Kerja untuk semua hal ini bukan sekedar retorika, mestinya diikuti
dengan langkah terpadu pembangunan pusat-pusat politekhnik raksasa yang
melahirkan putera-putera bangsa agar bisa membakar tembaga, menggoreng
nikel, memahat kayu, dan menyuling minyak.

Keempat, tiap-tiap pulau memiliki kunggulan komparatif yang
bisa bertukar secara kompetitif dengan lainnya. Punya sumber daya alam
terbarukan maupun tidak terbarukan. Daftar sumber daya itu bahkan telah
cukup lama menjadi ajang pameran tiap tahun. Sayangnya, potensi itu
selalu identik mengharap belas kasih investor. Mestinya, dikerjakan
sendiri lewat arahan dan bantuan pemerintah.

Begitu pula dari segi kebudayaan, semboyan ‘kerja harusnya
benar-benar dikongkritkan dengan gerakan ‘tak boleh ada yang
menganggur’. Sehingga semua elemen masyarakat bahu-membahu bekerja pada
aplikasi rencana yang disepakati bersama dalam satu regional
masing-masing.
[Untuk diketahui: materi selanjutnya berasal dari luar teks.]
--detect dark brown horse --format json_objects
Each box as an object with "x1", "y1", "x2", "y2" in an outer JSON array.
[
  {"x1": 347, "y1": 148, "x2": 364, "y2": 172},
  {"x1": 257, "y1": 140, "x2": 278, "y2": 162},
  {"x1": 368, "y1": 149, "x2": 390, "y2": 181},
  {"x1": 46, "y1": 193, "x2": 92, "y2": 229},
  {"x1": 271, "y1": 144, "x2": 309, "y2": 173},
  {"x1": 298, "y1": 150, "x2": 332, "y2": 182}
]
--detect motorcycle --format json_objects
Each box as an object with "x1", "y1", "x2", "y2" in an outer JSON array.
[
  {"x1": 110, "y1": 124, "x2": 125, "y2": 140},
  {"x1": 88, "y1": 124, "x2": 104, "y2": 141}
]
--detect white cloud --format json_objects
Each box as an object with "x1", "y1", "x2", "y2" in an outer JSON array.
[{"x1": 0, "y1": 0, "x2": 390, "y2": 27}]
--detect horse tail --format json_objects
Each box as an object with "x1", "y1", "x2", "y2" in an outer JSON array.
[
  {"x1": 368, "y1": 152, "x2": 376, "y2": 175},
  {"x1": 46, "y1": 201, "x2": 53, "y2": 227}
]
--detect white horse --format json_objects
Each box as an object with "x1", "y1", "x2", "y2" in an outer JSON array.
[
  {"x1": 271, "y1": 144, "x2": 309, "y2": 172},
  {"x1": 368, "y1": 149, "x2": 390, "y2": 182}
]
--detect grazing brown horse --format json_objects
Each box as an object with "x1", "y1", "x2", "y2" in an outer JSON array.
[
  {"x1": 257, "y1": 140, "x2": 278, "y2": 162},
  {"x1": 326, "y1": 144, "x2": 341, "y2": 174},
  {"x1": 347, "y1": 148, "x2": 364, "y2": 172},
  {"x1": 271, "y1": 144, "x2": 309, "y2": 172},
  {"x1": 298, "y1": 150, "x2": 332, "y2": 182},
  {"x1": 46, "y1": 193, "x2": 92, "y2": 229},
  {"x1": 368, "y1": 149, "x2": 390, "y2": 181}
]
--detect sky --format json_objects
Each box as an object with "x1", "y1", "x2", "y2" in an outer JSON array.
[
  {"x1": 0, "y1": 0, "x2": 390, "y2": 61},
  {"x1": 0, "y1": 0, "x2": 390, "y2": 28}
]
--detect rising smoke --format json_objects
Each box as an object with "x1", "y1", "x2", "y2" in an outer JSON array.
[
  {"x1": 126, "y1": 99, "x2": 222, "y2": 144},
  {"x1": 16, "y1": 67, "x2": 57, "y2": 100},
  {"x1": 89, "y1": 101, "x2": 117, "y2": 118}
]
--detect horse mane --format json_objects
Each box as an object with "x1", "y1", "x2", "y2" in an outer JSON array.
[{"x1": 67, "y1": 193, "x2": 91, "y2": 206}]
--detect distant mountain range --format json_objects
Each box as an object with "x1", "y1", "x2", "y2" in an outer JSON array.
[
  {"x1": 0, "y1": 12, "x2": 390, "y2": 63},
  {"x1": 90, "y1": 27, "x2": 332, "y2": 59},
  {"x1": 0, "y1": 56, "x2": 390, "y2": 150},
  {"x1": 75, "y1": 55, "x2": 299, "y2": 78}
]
Pasar itu punya kita, sudah seyogianya pertukaran dapat
berlangsung dalam semua skala regional, antar provinsi, kabupaten kota,
kecamatan hingga desa.

Peran tekhnokrat yang diperlukan adalah membangun kerangka fiscal
yang bisa beradaptasi dengan pola pembangunan baru. Bukan dengan cara
menerbitkan sebanyak mungkin Permen sektoral untuk mengundang investasi
asing sebanyak-banyaknya, yang kadang-kadang rewel terhadap aturan
negara.

Kita sudah perlu mengurangi ketergantungan pada asumsi pergerakan
modal dan jasa lintas batas-batas negara dengan cara BERDIKARI. Tokh
juga pada akhirnya, kita semua sedang bergerak mengatasi krisis.
Kemapanan ekonomi regional justru akan membantu mengatasi ekonomi
global. Dunia mengakui, potensi perluasan dan percepatan investasi baru,
hanya ada di Asian Tenggara, wabil khusus Indonesia. Kita harus
memulainya!(*)

Ahmad M Ali adalah Bendahara Umum DPP Partai NasDem/Anggota Komisi VII DPR RI.